Further you can install Scikit-learn and Imbalanced-learn libraries using pip :
pip3 install scikit-learn==0.22 imbalanced-learn==0.6.1 numpy
Please be sure you are cloning the project in a location where you have write permissions and at least 5 GB available ❗.
# You can clone the project it anywhere in your computer. This is only an example...
cd /home/test/
git clone --recursive https://github.com/eliza-m/LRRpredictor_v1
Check that you see LRRpredictor_v1
directory, when issueing :
ls -l
The following variables should not be changed for now. In the following update we plan to make the installation more customisable.

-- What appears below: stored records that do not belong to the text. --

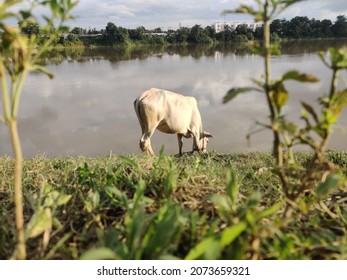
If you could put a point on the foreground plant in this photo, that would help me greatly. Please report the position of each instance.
(20, 54)
(321, 172)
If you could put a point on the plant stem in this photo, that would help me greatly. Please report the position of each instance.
(267, 56)
(18, 196)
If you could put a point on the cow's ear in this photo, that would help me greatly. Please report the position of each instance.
(208, 135)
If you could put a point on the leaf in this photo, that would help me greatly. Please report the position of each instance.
(310, 110)
(231, 233)
(232, 93)
(128, 161)
(101, 253)
(232, 188)
(280, 95)
(330, 184)
(270, 211)
(300, 77)
(92, 201)
(43, 70)
(39, 222)
(209, 249)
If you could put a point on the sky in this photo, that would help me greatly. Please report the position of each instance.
(175, 13)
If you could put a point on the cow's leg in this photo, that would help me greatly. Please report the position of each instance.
(180, 143)
(145, 142)
(195, 144)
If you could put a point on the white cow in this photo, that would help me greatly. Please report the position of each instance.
(169, 113)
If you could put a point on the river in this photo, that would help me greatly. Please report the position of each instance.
(87, 109)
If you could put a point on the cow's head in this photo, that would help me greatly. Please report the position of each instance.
(204, 137)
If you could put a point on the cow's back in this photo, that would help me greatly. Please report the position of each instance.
(171, 112)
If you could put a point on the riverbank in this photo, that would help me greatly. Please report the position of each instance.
(213, 206)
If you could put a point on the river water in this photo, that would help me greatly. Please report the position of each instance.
(87, 109)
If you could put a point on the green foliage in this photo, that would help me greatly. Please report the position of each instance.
(321, 175)
(221, 207)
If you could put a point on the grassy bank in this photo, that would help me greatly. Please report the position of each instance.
(209, 206)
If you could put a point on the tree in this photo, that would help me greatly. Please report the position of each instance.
(340, 26)
(29, 27)
(326, 28)
(20, 54)
(278, 26)
(299, 27)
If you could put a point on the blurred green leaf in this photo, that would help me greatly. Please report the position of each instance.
(101, 253)
(270, 211)
(300, 77)
(128, 161)
(310, 110)
(92, 201)
(232, 93)
(331, 183)
(280, 95)
(231, 233)
(39, 222)
(162, 231)
(208, 249)
(232, 187)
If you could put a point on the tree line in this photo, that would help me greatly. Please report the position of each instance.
(300, 27)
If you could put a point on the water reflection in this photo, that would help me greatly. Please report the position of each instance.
(88, 108)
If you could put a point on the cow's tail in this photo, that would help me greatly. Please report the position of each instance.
(137, 108)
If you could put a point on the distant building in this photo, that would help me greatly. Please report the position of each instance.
(221, 26)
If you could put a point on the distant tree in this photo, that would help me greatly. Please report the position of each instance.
(181, 35)
(78, 31)
(326, 28)
(29, 27)
(339, 28)
(137, 34)
(198, 35)
(116, 35)
(210, 32)
(243, 31)
(278, 26)
(258, 32)
(299, 27)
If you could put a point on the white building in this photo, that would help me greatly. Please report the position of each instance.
(220, 26)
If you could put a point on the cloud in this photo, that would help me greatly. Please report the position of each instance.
(165, 13)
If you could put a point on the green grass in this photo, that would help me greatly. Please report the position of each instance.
(211, 206)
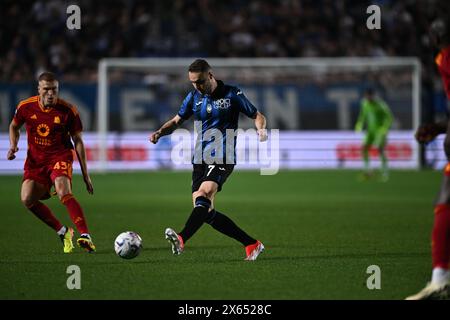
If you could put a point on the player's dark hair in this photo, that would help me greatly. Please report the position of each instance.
(47, 76)
(199, 65)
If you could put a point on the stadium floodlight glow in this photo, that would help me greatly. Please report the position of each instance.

echo "export LRRpredictor_HOME="$(pwd)"/LRRpredictor_v1" >> ~/.bashrc
source ~/.bashrc
A whole setup workflow for HHsuite, RaptorX-Property and LRRpredictor and also for downloading all the needed files will be performed by typing:
cd ${LRRpredictor_HOME}
bash setupAll.sh
LRRpredictor requires the Uniprot20 database. The following steps need to be done only once, when LRRpredictor is set up for the first time.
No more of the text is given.